I am so glad you stopped by. A couple of months ago I saw the movie Julie & Julia, where a young woman decides to take a year and make every recipe in Julia Child's French Cookbook. I enjoyed the movie very much and became intrigued. Maybe I could do something like that, so, I got out my barely used, 13 year old, Better Homes Cookbook and started flipping through. Thus began my cooking experiment.

Cooking is something I have always hated to do, it was a chore for me, not a pleasure. I am not a professional cook, and never will be, but the movie ignited a spark in me and revealed a new discovery, cooking can be fun!

I am learning that with patience, motivation, and good recipes anyone can be a good cook. Believe me, if I can do it, so can you! I hope you will experiment along with me and let me know what you think of the recipes I share.

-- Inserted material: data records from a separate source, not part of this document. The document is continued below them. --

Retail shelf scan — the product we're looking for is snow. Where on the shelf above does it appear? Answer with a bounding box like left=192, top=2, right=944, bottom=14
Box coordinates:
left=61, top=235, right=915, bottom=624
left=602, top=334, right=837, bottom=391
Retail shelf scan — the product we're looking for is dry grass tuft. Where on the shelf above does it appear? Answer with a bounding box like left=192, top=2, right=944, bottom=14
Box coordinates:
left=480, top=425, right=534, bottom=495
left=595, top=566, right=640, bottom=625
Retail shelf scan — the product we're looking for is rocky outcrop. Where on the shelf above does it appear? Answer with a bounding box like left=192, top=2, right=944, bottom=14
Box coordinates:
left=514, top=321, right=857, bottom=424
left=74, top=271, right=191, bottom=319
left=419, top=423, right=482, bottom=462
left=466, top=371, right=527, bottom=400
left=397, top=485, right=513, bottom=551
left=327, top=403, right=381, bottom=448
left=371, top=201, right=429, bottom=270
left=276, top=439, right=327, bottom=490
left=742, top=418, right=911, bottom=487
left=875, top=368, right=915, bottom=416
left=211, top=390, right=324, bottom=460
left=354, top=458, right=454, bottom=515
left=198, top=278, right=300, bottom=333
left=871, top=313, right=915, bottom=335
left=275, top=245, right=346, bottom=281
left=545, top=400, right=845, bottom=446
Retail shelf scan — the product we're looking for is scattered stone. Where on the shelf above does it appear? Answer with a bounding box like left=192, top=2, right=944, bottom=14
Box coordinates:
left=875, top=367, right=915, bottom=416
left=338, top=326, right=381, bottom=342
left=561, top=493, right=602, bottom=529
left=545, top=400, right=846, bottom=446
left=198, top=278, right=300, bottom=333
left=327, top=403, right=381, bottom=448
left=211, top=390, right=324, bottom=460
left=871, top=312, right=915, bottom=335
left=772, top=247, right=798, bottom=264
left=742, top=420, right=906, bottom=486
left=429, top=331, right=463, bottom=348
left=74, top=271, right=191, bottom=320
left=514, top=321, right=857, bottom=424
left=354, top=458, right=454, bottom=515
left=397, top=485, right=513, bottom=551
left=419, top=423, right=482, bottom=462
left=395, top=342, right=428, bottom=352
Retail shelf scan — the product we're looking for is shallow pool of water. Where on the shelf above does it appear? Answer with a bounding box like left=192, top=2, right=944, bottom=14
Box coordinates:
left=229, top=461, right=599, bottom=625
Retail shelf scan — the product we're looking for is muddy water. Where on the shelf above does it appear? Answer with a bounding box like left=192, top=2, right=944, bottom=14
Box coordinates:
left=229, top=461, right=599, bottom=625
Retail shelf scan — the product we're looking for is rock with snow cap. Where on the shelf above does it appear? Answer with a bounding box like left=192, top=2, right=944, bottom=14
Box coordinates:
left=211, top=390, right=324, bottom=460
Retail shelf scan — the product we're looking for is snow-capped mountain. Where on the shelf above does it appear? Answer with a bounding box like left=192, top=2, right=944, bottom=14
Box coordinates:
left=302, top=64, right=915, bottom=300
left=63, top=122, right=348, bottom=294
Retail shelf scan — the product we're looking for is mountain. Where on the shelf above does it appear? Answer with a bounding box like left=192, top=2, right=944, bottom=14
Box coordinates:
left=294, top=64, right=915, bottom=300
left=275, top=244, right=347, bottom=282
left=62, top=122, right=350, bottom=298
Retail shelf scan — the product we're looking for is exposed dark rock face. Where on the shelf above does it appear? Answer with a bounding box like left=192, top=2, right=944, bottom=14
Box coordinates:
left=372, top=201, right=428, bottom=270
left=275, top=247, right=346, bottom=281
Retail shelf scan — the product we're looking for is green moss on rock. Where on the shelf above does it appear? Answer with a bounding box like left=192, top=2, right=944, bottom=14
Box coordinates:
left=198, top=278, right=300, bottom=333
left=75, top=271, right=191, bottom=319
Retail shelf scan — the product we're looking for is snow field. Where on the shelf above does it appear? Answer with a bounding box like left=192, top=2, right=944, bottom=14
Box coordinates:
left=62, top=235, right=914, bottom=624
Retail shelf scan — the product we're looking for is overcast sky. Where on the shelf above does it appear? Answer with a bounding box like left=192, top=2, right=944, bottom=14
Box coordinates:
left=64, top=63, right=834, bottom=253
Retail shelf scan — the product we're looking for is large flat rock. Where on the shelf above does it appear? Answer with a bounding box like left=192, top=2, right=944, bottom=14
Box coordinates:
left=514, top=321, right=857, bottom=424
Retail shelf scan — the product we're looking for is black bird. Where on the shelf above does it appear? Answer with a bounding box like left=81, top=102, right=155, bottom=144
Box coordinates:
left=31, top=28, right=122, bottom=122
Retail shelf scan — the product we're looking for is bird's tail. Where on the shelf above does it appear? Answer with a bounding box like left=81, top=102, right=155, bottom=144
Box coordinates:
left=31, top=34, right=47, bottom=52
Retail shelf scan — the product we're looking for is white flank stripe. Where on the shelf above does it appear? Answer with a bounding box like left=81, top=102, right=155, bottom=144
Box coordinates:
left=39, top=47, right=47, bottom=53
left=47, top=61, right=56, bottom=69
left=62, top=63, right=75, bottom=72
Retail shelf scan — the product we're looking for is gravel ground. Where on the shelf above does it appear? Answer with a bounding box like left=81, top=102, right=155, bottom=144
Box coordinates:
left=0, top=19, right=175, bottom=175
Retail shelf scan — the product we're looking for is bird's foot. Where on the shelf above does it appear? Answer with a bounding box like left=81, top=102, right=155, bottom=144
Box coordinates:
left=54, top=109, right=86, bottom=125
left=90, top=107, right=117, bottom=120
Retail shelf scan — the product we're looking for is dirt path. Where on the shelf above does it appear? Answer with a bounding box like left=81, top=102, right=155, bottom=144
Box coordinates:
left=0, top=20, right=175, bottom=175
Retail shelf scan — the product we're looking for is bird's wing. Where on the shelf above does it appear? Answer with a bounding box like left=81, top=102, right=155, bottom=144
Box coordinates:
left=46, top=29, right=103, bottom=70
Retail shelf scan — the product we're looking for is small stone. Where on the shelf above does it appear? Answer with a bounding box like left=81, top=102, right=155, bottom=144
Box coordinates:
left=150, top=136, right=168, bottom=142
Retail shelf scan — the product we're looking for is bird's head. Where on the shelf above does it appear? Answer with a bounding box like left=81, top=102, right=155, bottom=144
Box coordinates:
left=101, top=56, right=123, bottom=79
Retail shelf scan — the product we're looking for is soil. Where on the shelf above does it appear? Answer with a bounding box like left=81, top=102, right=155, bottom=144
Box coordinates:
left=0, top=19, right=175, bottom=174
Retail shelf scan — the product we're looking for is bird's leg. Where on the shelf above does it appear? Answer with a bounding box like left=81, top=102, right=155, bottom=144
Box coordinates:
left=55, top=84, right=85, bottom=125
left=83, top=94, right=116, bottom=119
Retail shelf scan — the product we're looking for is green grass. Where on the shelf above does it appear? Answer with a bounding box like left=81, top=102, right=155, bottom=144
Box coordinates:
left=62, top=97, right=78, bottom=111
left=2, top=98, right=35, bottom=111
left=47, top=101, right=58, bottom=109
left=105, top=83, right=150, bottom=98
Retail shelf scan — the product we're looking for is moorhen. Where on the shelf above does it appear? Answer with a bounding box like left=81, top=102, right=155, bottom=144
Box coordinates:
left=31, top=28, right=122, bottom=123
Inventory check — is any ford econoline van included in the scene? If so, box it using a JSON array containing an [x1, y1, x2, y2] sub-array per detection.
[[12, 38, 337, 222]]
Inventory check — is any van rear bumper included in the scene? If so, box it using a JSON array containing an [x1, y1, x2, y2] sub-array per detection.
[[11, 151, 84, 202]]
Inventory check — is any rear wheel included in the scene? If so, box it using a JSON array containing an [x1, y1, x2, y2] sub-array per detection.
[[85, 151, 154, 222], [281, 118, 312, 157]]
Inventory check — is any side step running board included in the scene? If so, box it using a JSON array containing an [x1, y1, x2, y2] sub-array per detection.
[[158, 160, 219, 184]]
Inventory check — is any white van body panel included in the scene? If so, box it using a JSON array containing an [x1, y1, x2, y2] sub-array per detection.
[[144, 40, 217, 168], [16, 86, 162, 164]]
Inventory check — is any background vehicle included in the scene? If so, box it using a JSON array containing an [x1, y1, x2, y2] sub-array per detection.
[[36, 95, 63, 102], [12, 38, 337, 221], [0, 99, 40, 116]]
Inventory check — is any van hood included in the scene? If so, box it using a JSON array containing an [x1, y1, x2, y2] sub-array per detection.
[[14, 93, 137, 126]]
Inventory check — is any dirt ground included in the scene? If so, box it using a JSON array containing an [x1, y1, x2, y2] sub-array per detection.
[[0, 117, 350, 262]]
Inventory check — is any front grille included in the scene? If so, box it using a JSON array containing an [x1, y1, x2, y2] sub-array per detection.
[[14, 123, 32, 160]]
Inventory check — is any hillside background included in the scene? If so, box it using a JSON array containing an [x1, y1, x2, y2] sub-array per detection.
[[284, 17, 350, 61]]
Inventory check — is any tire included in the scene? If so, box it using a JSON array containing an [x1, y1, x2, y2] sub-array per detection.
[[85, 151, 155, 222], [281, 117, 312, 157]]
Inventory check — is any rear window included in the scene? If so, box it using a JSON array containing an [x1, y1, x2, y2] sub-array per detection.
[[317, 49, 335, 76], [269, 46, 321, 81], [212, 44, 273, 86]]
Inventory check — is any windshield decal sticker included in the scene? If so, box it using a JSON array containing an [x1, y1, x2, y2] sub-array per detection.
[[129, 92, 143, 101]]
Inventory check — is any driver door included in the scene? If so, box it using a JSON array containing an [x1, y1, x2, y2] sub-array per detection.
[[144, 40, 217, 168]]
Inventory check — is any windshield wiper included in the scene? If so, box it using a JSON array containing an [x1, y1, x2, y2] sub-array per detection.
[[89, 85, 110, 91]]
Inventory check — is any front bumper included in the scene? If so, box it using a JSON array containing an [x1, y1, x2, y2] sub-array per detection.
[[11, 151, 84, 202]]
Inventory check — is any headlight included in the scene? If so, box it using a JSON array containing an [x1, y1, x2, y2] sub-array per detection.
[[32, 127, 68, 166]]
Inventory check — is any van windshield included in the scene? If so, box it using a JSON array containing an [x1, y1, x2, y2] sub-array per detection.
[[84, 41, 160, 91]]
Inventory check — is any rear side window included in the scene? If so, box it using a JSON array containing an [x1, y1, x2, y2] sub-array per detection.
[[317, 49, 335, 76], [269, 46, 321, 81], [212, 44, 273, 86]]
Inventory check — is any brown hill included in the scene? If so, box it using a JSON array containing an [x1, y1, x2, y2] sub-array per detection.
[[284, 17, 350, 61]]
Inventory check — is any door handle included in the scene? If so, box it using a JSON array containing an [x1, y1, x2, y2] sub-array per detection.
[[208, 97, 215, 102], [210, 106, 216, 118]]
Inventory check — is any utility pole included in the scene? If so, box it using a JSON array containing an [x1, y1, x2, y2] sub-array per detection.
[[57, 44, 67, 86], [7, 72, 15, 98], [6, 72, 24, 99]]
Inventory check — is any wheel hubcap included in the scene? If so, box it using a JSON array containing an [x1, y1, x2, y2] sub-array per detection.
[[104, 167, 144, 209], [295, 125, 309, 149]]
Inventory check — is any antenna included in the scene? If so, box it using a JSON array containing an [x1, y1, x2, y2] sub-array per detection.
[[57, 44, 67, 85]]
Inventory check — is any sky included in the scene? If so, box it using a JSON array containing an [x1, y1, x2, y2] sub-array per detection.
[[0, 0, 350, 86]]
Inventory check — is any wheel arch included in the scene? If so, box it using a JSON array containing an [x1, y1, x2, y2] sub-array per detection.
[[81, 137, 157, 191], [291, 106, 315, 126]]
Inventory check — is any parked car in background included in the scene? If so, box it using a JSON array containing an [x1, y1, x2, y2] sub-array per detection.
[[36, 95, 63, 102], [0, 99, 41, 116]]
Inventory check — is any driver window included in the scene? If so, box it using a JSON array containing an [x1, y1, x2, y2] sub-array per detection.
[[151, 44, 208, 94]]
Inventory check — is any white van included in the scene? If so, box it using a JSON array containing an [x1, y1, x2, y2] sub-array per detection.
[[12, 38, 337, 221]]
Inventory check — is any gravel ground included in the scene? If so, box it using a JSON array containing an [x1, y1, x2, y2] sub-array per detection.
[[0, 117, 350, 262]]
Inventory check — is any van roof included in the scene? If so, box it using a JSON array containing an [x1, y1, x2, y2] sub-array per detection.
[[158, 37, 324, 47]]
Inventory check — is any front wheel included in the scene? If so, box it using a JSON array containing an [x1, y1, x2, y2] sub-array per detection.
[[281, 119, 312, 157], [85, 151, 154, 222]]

I will post each new recipe I try along with a picture (I can't stand cookbooks that don't include pictures!) so you can see the final product. I will also share tips that I have learned along the way. For you seasoned chefs, the tips may seem like common sense, but for those of us who are dummies in the kitchen, they are epiphanies.

Happy Cooking!

Nancy

Thursday, November 11, 2010

Bacon Clam Chowder


This was a wonderful chowder recipe, I can't wait to make it again!


Ingredients

  • 1 can (6-1/2 ounces) minced clams
  • 1 cup Progresso ® Reduced-Sodium Chicken Broth
  • 1 medium potato, peeled and cubed
  • 1/2 cup chopped celery
  • 1/4 cup chopped onion
  • 1/2 teaspoon chicken bouillon granules
  • 1/4 teaspoon dried thyme
  • 1 tablespoon cornstarch
  • 1/2 cup half-and-half cream
  • 1-1/2 teaspoons butter
  • Dash cayenne pepper
  • 2 bacon strips, cooked and crumbled

Directions

  • Drain clams, reserving juice; set aside. Place the clams in a food processor; cover and process until finely chopped. Set aside.
  • In a large saucepan, combine the broth, potato, celery, onion, bouillon and thyme. Bring to a boil. Reduce heat; simmer, uncovered, for 10-12 minutes or until vegetables are tender. Stir in the reserved clam juice.
  • Combine cornstarch and cream until smooth; gradually stir into soup. Bring to a boil; cook and stir for 2 minutes or until thickened. Stir in the butter, cayenne and clams. Cook and stir over medium heat for 3-4 minutes or until heated through. Garnish with bacon. Yield: 3 cups.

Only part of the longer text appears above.